Any spare second I found on the weekends was spent either sleeping, cleaning, doing laundry, or sleeping. I would always attempt to give you a little of my time by grading something or thinking up some fun activity, but it usually ended up with me finding something pre-made on the internet and then calling it a day.
It's not that I did not love you any more. I did. It's just that when you have kids at home AND kids at school, it takes some time for a teacher's heart to learn how to balance the two. The time I spend at school is time with you, and time for me to live out my passion for wanting to help you realize how you can change our world. But that time is also time away from family. The time I spend at home is when I can be with my children and my husband, and time for me to live out my passion for wanting to be a devoted mother and wife. But that is also time you need for me to work on that stellar education with which I have be charged with providing you.
Four years and two kids later, I am still working through this. I am mostly past the guilt, and am learning to accept that I am only human. I am getting more sleep these days now that they are toddlers, but that's not to say that I'm well rested. Currently, we are transitioning my son from the crib to the bed, and while that probably doesn't mean much to you, Middle School Student, it means that your teacher fought the good fight until midnight, and then spent the rest of the night with half of a blanket and a child's foot in her face. Hence, the bags under my eyes, the lack of patience, and short temper.

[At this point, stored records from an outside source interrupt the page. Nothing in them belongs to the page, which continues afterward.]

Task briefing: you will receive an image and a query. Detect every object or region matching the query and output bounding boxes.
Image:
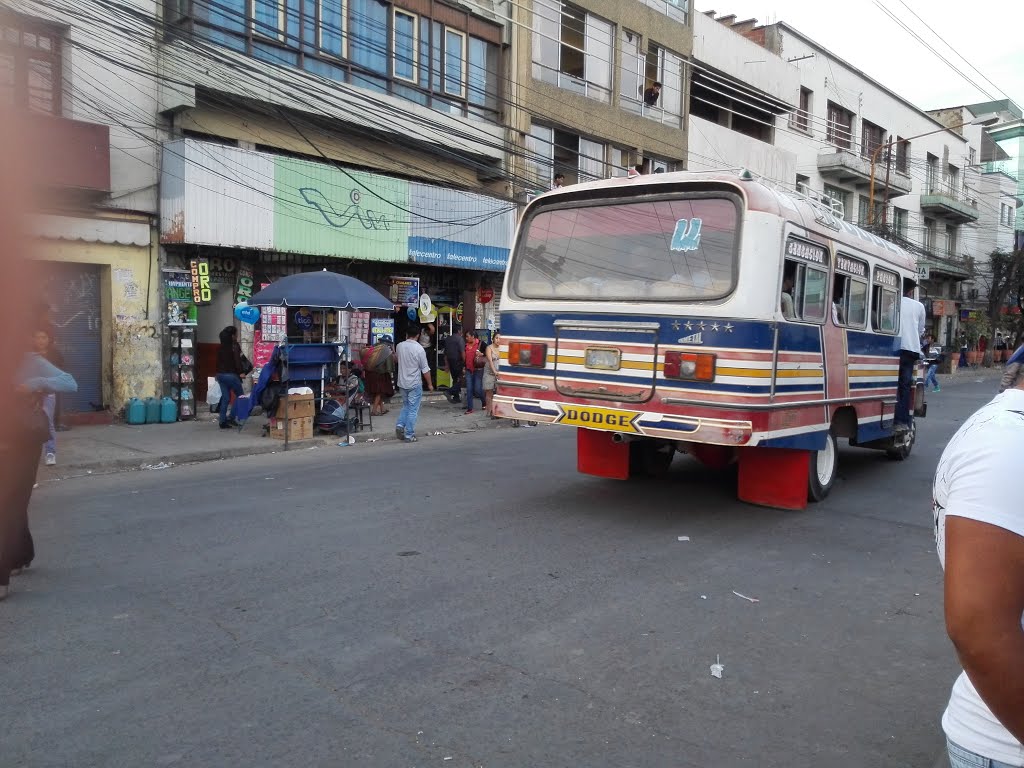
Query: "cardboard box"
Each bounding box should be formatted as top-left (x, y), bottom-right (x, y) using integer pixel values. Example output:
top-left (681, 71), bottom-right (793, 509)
top-left (270, 416), bottom-right (313, 441)
top-left (275, 393), bottom-right (316, 419)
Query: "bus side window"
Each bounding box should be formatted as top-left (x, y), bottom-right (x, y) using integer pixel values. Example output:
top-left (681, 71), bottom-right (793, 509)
top-left (871, 286), bottom-right (899, 334)
top-left (833, 274), bottom-right (867, 328)
top-left (780, 259), bottom-right (828, 323)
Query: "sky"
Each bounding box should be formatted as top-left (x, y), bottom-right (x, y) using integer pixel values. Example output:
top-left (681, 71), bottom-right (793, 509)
top-left (695, 0), bottom-right (1024, 110)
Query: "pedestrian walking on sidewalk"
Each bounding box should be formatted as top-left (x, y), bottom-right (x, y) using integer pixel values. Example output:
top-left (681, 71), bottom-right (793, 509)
top-left (217, 326), bottom-right (243, 429)
top-left (394, 325), bottom-right (434, 442)
top-left (444, 326), bottom-right (466, 402)
top-left (483, 331), bottom-right (502, 419)
top-left (33, 329), bottom-right (61, 467)
top-left (932, 348), bottom-right (1024, 768)
top-left (466, 331), bottom-right (486, 414)
top-left (0, 342), bottom-right (78, 600)
top-left (893, 278), bottom-right (926, 432)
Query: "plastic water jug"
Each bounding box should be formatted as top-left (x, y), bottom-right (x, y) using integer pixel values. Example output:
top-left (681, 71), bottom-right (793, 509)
top-left (160, 397), bottom-right (178, 424)
top-left (125, 397), bottom-right (145, 424)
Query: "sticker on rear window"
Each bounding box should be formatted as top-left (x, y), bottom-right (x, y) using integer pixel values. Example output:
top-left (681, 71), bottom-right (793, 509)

All I can do is assure you that you still mean the world to me. I still care about your abilities to read, write, and bottle flip, that your pet goldfish just died, and that you prefer that we do anything other than complete worksheets in class. I may not grade things as efficiently, and I may not be able to tailor my lessons to your individual interests as I once could, but please know that I am doing my very best to provide you with the best education possible.
Most of all, please know that in my heart YOU, Middle School Students, are and always will be
*This was time that I elected to take. Thirty-five(ish) days were paid sick days that I had accumulated; the other weeks were unpaid. I teach in the United States, not Finland.